WHAT YOU NEED TO KNOW:
- At least 35 have died from the West Coast wildfires that destroyed neighborhoods in Oregon, California, and Washington.
- The fires also cast a shroud of smoke that worsened the air quality and made it difficult to breathe.
- Firefighters are still concerned that strong winds and low moisture could continue to fan the flames.
The West Coast wildfires have forced tens of thousands to flee, destroyed neighborhoods, and killed at least 35 from California to the state of Washington.
The fires also cast a shroud of smoke that made it difficult to breathe. The smoke’s acrid metallic smell has turned the air quality in Seattle, San Francisco; and Portland, Oregon, into the worst in the world.

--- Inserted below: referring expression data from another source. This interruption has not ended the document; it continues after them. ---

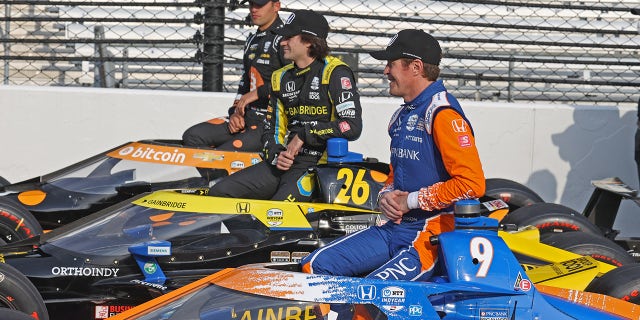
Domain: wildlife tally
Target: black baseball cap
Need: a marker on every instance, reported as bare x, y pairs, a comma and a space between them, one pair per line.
304, 21
412, 44
260, 2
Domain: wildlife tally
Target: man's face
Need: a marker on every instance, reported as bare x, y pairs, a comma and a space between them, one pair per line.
399, 76
263, 16
293, 48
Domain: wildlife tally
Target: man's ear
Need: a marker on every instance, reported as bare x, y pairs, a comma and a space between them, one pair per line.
417, 66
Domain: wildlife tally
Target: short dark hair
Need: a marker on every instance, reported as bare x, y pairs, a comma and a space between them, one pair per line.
319, 48
430, 71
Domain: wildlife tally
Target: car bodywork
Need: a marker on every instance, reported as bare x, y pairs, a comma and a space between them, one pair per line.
481, 279
154, 243
100, 181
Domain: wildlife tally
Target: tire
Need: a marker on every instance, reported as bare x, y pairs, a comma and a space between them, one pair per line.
515, 194
10, 314
4, 182
18, 293
622, 283
551, 218
16, 222
598, 247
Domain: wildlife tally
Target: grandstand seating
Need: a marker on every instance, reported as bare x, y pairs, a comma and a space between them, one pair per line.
491, 51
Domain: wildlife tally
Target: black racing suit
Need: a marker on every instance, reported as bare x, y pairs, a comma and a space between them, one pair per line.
262, 56
315, 103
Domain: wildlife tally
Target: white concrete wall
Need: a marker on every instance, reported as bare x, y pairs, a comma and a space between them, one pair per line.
554, 149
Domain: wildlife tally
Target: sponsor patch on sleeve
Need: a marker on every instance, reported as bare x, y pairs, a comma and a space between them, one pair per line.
459, 125
345, 106
346, 83
464, 140
344, 126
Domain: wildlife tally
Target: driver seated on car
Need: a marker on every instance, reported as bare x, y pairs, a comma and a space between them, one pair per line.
434, 162
241, 130
313, 99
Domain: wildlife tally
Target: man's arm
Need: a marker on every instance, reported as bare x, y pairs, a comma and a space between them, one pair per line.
275, 130
461, 160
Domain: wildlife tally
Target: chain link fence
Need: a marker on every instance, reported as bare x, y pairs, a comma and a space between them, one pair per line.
571, 52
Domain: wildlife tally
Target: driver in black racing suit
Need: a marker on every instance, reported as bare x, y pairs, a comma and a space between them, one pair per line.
313, 99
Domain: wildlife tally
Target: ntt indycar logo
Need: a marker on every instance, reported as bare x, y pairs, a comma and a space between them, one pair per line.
149, 153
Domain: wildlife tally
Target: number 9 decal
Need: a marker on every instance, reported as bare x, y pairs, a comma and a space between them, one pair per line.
356, 190
482, 253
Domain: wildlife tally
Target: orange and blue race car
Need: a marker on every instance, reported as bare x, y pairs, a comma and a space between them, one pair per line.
480, 278
49, 201
154, 243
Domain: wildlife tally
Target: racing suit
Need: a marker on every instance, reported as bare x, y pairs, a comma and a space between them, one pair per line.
262, 56
433, 153
315, 103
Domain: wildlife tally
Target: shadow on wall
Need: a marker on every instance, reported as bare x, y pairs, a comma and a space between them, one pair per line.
591, 146
544, 183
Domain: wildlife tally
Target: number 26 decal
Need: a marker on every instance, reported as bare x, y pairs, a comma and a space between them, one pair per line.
356, 190
482, 252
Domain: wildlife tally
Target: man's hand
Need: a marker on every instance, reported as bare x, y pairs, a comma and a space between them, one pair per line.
236, 122
285, 158
245, 100
393, 204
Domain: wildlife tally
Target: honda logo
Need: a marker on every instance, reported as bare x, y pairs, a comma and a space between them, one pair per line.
243, 207
459, 125
366, 292
291, 86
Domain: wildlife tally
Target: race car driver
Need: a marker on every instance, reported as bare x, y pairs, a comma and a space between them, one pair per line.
434, 163
242, 129
313, 99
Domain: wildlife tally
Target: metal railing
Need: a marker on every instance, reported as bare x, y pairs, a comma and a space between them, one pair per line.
580, 53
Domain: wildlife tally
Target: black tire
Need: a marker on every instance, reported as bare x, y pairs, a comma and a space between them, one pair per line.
515, 194
18, 293
4, 182
16, 222
10, 314
551, 218
622, 283
598, 247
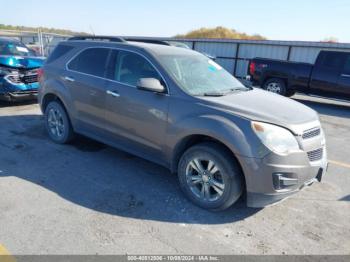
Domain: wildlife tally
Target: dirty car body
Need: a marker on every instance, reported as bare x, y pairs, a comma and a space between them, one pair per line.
18, 71
275, 145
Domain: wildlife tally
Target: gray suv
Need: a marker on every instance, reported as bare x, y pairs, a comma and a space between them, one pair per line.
180, 109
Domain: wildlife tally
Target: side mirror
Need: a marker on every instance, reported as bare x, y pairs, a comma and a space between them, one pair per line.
150, 84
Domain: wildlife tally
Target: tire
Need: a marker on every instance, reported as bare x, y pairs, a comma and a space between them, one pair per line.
275, 85
290, 93
58, 124
228, 176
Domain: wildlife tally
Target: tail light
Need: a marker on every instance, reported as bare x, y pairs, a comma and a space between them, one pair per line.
252, 68
40, 73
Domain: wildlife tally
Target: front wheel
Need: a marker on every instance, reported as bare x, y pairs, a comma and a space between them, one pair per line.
210, 176
276, 85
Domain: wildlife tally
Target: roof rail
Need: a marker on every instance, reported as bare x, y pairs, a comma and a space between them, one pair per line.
146, 40
102, 38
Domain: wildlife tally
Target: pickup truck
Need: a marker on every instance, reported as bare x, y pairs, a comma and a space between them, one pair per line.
328, 77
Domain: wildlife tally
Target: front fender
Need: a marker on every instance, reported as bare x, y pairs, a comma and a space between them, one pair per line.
56, 88
234, 132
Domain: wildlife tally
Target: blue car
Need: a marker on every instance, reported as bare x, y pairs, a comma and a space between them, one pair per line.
18, 71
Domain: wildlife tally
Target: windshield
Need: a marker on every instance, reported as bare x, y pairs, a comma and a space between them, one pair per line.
198, 75
15, 49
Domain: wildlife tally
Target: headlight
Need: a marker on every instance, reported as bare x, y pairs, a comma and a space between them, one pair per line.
5, 70
277, 139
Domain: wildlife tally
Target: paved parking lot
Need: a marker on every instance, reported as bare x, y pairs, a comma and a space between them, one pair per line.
88, 198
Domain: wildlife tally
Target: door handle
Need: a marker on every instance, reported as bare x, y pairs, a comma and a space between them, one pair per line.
69, 79
112, 93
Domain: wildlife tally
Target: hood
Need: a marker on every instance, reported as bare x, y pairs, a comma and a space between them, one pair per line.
27, 62
260, 105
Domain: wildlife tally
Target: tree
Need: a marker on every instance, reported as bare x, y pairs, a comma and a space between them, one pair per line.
219, 32
330, 39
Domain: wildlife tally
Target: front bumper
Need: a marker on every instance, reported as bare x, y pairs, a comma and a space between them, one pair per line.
19, 96
273, 178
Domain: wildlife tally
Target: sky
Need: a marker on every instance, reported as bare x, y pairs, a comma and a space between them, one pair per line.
307, 20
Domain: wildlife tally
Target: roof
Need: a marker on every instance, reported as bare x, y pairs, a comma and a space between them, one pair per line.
162, 49
8, 39
157, 49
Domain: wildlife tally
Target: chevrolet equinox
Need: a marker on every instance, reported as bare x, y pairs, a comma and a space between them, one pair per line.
182, 110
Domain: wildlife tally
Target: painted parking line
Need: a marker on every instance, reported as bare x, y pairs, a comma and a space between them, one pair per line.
337, 163
5, 256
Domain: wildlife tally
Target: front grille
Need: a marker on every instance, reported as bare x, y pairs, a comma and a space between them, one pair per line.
29, 79
315, 155
24, 76
310, 133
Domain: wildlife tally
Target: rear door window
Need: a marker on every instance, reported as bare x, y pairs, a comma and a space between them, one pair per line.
346, 69
334, 60
92, 61
128, 68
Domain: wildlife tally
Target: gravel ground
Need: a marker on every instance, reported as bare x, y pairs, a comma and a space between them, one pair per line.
88, 198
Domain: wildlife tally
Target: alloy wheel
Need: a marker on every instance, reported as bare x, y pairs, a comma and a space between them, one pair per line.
56, 123
205, 180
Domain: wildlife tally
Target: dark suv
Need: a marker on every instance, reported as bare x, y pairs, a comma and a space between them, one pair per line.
180, 109
18, 71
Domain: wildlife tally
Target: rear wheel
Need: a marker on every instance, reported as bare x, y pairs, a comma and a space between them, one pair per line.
57, 123
275, 85
210, 177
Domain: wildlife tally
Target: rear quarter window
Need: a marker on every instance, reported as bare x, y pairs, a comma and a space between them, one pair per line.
58, 52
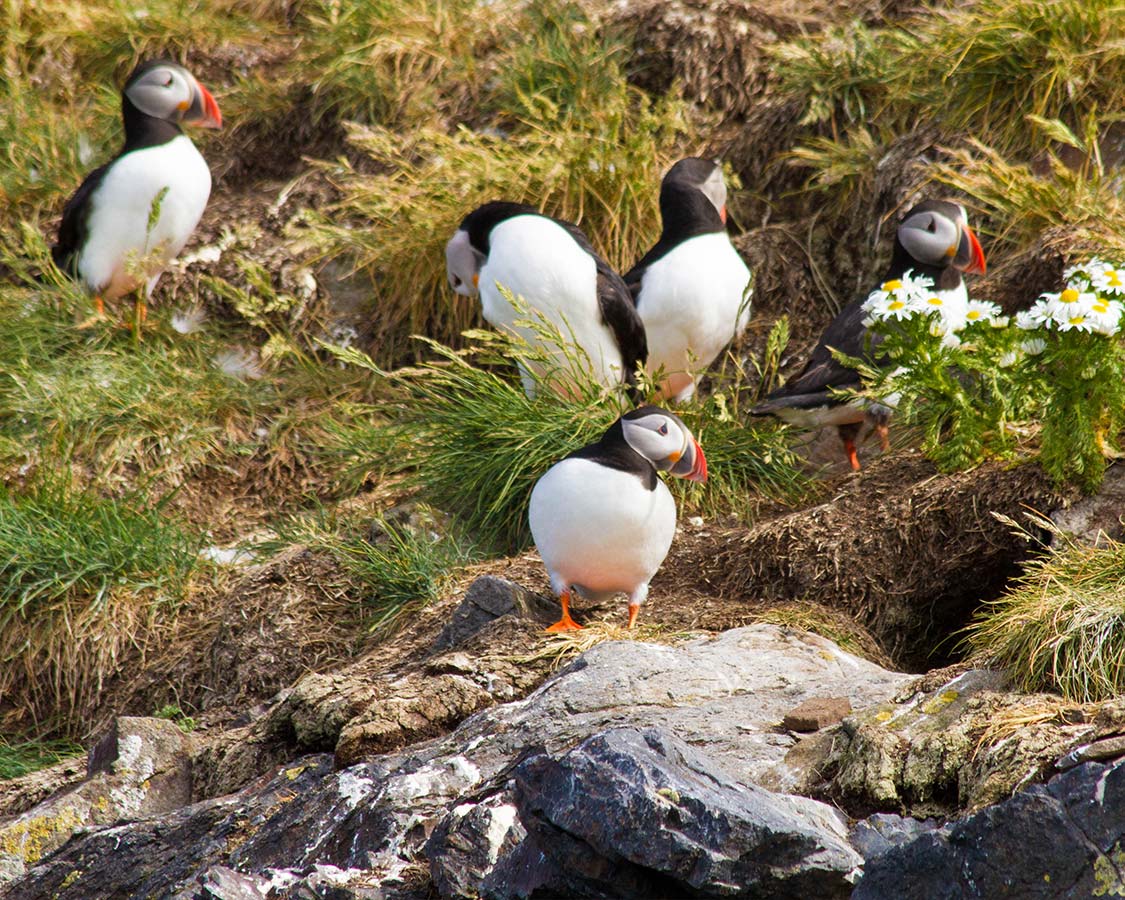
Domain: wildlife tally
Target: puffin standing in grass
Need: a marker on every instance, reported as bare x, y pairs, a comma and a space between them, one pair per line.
934, 240
551, 266
692, 289
132, 216
602, 519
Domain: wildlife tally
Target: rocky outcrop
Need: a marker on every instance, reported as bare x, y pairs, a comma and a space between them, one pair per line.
954, 744
1065, 838
636, 813
141, 768
718, 703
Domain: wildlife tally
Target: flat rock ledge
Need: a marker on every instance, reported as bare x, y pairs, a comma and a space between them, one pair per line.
700, 721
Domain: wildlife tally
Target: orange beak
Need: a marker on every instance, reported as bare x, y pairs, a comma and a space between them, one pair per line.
204, 111
970, 257
699, 465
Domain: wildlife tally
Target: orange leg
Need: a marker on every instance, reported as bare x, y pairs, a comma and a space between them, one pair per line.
566, 623
847, 435
141, 313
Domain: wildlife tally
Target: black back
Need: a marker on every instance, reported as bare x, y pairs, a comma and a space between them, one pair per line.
613, 451
847, 333
613, 298
141, 131
685, 212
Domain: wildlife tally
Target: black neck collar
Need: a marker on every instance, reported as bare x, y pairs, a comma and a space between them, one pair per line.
144, 131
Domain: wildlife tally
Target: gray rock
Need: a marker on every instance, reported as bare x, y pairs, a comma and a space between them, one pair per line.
488, 599
879, 833
1062, 839
816, 713
723, 695
142, 767
1096, 519
637, 813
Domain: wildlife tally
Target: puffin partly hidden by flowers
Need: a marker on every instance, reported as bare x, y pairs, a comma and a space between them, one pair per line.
602, 519
132, 216
934, 241
692, 288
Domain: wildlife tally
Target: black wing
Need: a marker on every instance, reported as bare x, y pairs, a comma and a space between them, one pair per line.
74, 226
619, 311
635, 276
845, 333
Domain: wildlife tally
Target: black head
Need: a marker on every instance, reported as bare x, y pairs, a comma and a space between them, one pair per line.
935, 235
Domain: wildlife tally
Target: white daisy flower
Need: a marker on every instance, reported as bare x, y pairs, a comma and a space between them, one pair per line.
981, 311
1105, 316
1108, 279
1079, 321
1034, 317
1069, 309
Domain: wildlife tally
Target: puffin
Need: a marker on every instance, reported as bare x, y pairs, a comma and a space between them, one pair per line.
552, 267
602, 519
132, 216
692, 288
933, 240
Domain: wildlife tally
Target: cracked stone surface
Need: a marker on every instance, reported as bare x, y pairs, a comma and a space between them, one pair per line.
1061, 839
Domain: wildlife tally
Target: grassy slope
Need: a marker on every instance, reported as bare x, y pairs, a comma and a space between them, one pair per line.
414, 113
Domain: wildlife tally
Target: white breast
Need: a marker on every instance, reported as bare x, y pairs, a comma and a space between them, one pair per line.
537, 260
692, 304
600, 529
123, 248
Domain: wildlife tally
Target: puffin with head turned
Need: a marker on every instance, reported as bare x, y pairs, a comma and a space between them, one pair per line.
934, 240
132, 216
602, 519
692, 287
552, 267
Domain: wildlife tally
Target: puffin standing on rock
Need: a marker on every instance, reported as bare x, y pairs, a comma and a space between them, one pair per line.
132, 216
551, 266
692, 288
934, 240
602, 519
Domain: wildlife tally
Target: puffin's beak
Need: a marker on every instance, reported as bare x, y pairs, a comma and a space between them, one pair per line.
692, 464
970, 258
204, 110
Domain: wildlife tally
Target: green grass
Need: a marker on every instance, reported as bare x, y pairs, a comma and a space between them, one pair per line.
20, 757
396, 560
474, 444
1062, 626
977, 69
83, 579
603, 172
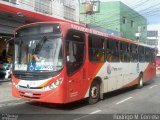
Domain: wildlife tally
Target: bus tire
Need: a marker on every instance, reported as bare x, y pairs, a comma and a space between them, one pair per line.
94, 93
140, 81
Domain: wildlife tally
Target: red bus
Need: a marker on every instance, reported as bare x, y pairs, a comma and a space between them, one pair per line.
61, 62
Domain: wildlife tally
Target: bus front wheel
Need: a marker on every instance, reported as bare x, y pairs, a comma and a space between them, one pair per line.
94, 93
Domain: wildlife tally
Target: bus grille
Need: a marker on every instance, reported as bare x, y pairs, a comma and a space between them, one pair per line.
31, 76
34, 95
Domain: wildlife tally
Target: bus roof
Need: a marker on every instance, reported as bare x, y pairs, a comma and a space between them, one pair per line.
82, 28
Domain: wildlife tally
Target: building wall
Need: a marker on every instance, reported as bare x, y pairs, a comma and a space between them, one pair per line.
152, 38
111, 17
135, 23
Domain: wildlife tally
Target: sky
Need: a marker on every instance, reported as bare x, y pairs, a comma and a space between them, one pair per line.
150, 9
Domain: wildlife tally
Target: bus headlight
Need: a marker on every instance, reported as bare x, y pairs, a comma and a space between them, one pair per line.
56, 83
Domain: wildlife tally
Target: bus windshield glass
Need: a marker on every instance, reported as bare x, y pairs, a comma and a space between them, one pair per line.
38, 53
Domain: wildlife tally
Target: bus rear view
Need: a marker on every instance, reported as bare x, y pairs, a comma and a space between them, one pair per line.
38, 63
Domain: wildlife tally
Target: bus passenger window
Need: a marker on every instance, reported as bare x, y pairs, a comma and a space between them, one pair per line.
74, 51
96, 48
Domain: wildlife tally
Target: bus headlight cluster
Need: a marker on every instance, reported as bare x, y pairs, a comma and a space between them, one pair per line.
56, 83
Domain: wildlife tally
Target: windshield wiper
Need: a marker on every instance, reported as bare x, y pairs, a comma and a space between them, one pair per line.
40, 45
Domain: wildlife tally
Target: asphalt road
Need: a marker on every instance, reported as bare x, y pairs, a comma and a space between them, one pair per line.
126, 101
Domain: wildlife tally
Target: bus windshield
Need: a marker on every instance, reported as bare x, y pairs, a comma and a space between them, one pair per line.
38, 53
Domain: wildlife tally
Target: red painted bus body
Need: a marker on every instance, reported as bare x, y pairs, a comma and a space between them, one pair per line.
69, 81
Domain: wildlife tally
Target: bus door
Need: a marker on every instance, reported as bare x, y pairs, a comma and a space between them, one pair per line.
75, 48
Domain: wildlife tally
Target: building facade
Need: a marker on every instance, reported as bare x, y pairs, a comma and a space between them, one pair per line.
14, 13
120, 18
152, 38
59, 9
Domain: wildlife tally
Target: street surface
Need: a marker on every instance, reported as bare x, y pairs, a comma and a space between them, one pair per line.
126, 101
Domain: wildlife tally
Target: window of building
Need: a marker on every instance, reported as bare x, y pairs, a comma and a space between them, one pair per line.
44, 6
96, 48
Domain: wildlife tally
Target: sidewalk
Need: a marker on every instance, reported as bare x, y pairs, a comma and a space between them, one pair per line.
6, 94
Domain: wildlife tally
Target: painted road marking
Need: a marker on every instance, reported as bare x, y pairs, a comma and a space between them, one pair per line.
94, 112
123, 100
152, 86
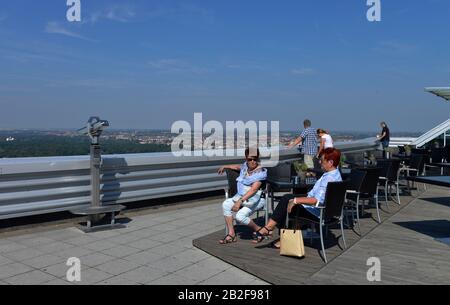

The smoke blocked the sun and cooled down the weather, however, helping firefighters get a handle on the blazes.
But there are still concerns that strong winds and low moisture could continue to fan the flames. It is still a red-flag situation from hard-hit southern Oregon to Northern California until Monday evening.
Several families were forced to flee last week after seeing a big cloud of smoke only to come back to see their home in charred ruins. The situation is still uncertain and they may have to move again.
Around 50 people were reported missing last week after a wildfire in the Ashland area. That number was updated late Saturday when the Jackson County sheriff’s office confirmed that the blaze killed four people, with the number of missing people down to one.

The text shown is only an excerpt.